Under what circumstances can a thermonuclear furnace create these heavier nuclei ? You may already be able to guess the answer. Since heavier nuclei contain more protons and have more positive charge, they repel each other much more strongly. If they are to collide and stick they must therefore move faster. Hence the key to igniting heavier fuels is to have hotter furnaces. Two conditions must apply before furnaces can get hot enough. First, lighter fuels which burn at lower temperatures must have all been consumed -- in other words, the star must be approaching the end of its life. Second, the star must be very heavy. Here's why. When a light fuel becomes exhausted and the furnace begins to go out, the reduced heat output causes a loss of core pressure and so the weight of the star bearing down on the core forces it to contract. High school physics tells us that when the gas in the core is compressed it becomes hotter. Only if the weight of the star is great enough does the core temperature increase sufficiently to ignite the new fuel. When this happens the furnace is rekindled, crisis is averted, and the star continues to shine once more, this time powered by a much hotter furnace burning a heavier fuel to create yet heavier elements. This explains a rather simple truth : heavier elements can only be manufactured in heavier stars. The Sun, for example, will get as far as making Carbon (6) and Oxygen (8) but cannot make sodium (11) or magnesium (12), while a star like Rigel (which is 15 times more massive than the sun) will ultimately create elements up to and beyond iron (26).

Take a Break

Lets pause for a second to catch our breath and get our bearings. We have come a long way in understanding where and how the atoms in the paper and ink of this page were originally made. The answer, rather astonishingly, is that they were cooked for millions of years in white hot furnaces deep inside stars, at temperatures of hundreds of millions of degrees, pressures of billions of atmospheres, and densities of many kilograms per cubic centimeter. Clearly, the matter in this page has had a wild and exciting past compared to its present rather calm location !
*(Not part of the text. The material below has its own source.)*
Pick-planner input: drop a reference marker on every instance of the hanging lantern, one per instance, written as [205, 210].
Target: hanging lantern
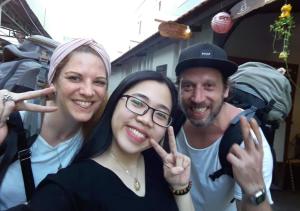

Our story is, of course, still glaringly incomplete. The atoms in this page are no longer inside a star ! Somehow they have got out of the star and found their way across interstellar space and onto the Earth, where after several billion years they were finally incorporated into a tree and hence into this page. The remainder of our story considers this extraordinary journey, and will be taken up in the next issue of Akashmitra.

 

 

-- II --

This article continues a story which began in the previous issue of Akashmitra (No. 2), where we began to trace the ancient history of the matter in the page you are now reading. The story opened by recognising that the page contains an unimaginable number of tiny atoms, and our goal is really to uncover where and when these atoms were first assembled. Scrutinizing the atoms closely, we saw they had a cloak of lightweight electrons orbiting a much tinier nucleus which itself comprised a tight bundle of protons and neutrons - the exact number determining to which of the 92 elements the atom belonged. After guessing, intelligently, what conditions might be needed to construct atomic nuclei, we recognised that such conditions exist deep within stars, where temperatures are millions of degrees and pressures are billions of atmospheres. Within such stellar furnaces, lightweight atomic nuclei can collide and stick to make heavier atomic nuclei, simultaneously releasing the heat which keeps the star hot and shining brightly. When a lightweight fuel is all used up the star's furnace gets even hotter and it begins to construct even heavier atomic nuclei. Depending on the weight of the star (which determines how hot the furnace can be), the star can manufacture all 92 of the elements we know here on Earth.

Our story ended, however, several billion years ago with these freshly minted atomic nuclei trapped deep inside an ancient star. To enter this page they must somehow rise to the surface of the star, cross interstellar space, build the Earth, and finally arrive in the tree which made the paper of this page. We pick up the story at the start of this remarkable journey......

From Centre to Surface and off into Space

Getting matter from deep inside a star up onto the surface and off into space is no easy feat. Indeed, it is only at the end of a star's life, as its furnace readjusts to the changing fuels, that this can happen. For stars like the Sun, the core shrinks to about the size of the Earth and enters a phase of extremely vigorous thermonuclear burning in a shell near the outer parts of the furnace. The searing heat generated does two things. First, it causes the star to expand enormously, pushing its surface way out, perhaps as far as the orbit of Mars. Second, it drives strong convection currents throughout the whole star. These convection currents dredge up freshly made atomic nuclei from near the star's centre and brings them up to the surface. Close to the surface the temperature is sufficiently low for negatively charged electrons to be captured by the positively charged nuclei. At a few hundred thousand degrees the first electron is caught and held, and by the time the nucleus reaches the surface, all but one or two electrons of the full cloak are in place. We learn, therefore, that while nuclei are made first, deep inside the star at tens of millions of degrees, the final atom is only assembled later in the outer parts of the star at temperatures below hundreds of thousands of degrees.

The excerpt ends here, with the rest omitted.